А ведь исполнилось то, о чем я мечтал давно, в студенческие годы — я спас ей жизнь. Не предупреди я их об опасности, весь маленький караван мог бы полететь в пропасть. Я спас жизнь любимой! Да, я по-прежнему любил ее, несмотря ни на что, я знал, что буду любить ее всегда, куда бы ни забросила меня судьба, я все равно буду шагать к ней всю жизнь и она будет рядом со мной. Я буду идти к ней, когда со мной будет беда или радость, когда мне будет улыбаться солнце и когда тучи закроют горизонт — всю жизнь я буду идти к ней. Только пройдя Аркансу, я уже стал другим. Потому что всегда становишься другим, преодолев преграду. И еще я знаю, что на пути каждого человека лежит его Аркансу. И пройдя Аркансу, он уже совсем другой. И я стал другим.

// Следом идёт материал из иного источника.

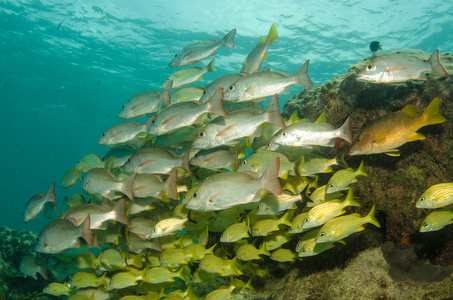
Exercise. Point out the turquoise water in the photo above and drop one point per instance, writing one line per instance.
(67, 67)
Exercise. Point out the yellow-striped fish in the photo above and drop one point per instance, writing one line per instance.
(438, 195)
(283, 255)
(389, 132)
(326, 211)
(343, 178)
(168, 227)
(437, 220)
(341, 227)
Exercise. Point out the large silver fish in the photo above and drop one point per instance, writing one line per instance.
(400, 68)
(62, 234)
(225, 190)
(238, 124)
(184, 114)
(39, 202)
(196, 52)
(267, 83)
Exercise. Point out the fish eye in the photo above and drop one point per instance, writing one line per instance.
(370, 67)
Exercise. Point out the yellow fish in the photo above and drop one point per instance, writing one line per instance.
(391, 131)
(438, 195)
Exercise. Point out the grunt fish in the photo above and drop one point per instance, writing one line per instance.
(196, 52)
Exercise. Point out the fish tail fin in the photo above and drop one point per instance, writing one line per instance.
(273, 111)
(270, 177)
(119, 212)
(85, 231)
(185, 161)
(171, 186)
(228, 39)
(302, 77)
(431, 115)
(350, 199)
(344, 131)
(128, 186)
(361, 170)
(272, 35)
(340, 160)
(215, 103)
(371, 217)
(210, 66)
(435, 64)
(165, 97)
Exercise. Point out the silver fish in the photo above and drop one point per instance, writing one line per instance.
(196, 52)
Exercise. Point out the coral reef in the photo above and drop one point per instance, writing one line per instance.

Я сидел на спине черно-бурого яка, медленно бредущего по дороге, меня укачивало — я засыпал. Когда дорога пересекла трассу, я начал с ними прощаться. Они остались здесь, чтобы подождать машину Вадима. А я на попутном газике уехал в Ош. Я сказал Галине, что обязательно предупрежу Вадима, если встречу его в долине или по пути. Но до самого Оша я так его и не встретил и подумал, что мы, наверное, с ним разминулись. И только два года спустя, в тайге, где я работал в экспедиции, я встретил знакомого ботаника, и он рассказал мне, что Вадим Стороженко погиб в долине Аркансу. И тут я наконец понял — то, что я прошел Аркансу, было просто чудом. Вадим вступал в ущелье смерчей как раз в тот момент, когда я уже преодолел Аркансу. Говорят, он узнал, что дорога обвалилась, и поспешил предупредить об опасности. Он пошел через Аркансу. Он не мог пойти другой дорогой. Потому что в характере таких, как он, — всегда выбирать самые короткие пути.